スプーンを添えてサレアさんとロラン君の前に並べると、サレアさんは何やらブツブツと呟きながら料理を観察している。ロラン君はキラキラと目を輝かせて、すぐさま料理を口に運んだ。
どれ、俺も味を見てみるか。ちょいちょい汁の味見はしていたが、具材を合わせた完成品を食べてみると、なかなかの出来栄えだ。調味料不足で若干物足りない部分もあるが、現時点の食材の知識ではここら辺が限界だろう。本番ではもう少し微調整が必要だがな。
さて、二人の様子だが…ロラン君は美味しい美味しいと叫びながらペロリと完食したようだ。サレアさんはじっくりと味を確かめるように少しずつ口に運んでいる。時折俺に向けて来る鋭い視線は何だろうな。カタコトでしか言葉が通じないから怖いよ。
念のため今日の晩餐で出しても問題が無いか尋ねてみると、二人共二つ返事で了承してくれた。
問題がないならそれで良いか。よし、じゃあ本番に向けてしっかりと仕込みをしないとな。

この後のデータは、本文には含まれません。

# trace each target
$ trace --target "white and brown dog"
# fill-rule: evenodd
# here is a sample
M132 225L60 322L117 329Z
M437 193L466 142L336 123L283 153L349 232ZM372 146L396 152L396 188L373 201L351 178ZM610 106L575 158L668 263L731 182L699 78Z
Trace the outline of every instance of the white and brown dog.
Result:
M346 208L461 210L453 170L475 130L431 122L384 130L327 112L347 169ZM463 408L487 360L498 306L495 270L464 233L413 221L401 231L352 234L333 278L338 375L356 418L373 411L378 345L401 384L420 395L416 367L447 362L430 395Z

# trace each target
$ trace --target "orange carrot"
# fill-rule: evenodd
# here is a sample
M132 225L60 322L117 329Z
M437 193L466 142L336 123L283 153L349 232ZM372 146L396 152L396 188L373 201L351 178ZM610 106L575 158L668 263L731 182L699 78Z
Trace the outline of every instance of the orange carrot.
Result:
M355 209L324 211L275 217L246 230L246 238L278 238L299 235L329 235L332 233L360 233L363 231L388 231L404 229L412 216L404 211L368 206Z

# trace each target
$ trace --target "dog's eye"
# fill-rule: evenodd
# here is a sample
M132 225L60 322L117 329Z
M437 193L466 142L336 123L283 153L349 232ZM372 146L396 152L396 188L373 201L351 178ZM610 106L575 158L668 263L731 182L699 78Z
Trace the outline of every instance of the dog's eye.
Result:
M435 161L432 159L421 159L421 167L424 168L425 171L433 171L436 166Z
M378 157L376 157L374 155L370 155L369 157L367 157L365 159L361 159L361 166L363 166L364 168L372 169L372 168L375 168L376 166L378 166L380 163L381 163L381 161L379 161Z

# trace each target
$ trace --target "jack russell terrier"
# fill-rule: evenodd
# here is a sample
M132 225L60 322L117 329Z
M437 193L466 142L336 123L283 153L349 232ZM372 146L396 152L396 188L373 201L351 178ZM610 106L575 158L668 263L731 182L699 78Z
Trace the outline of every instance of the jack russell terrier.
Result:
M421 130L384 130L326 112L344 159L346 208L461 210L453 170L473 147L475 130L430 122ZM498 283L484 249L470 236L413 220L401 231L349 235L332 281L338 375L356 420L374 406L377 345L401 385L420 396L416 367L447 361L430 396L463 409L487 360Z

ん?何だろう、サレアさんが指を七本立てて何事か訴えてるな。
えーと、晩餐を七人前作れって事かな?
この館に住んでいる全員分って事だよな?お世話になっているんだから、俺からお願いしたいくらいだ。
俺は笑顔で了承すると、早速作業に取り掛かった。
もともとサレアさんが毎日料理を作っていたらしく、色々と手伝ってくれたお陰でスムーズに調理を進める事が出来た。
ルーリ先生は喜んでくれるだろうか?今日の晩餐が楽しみだ。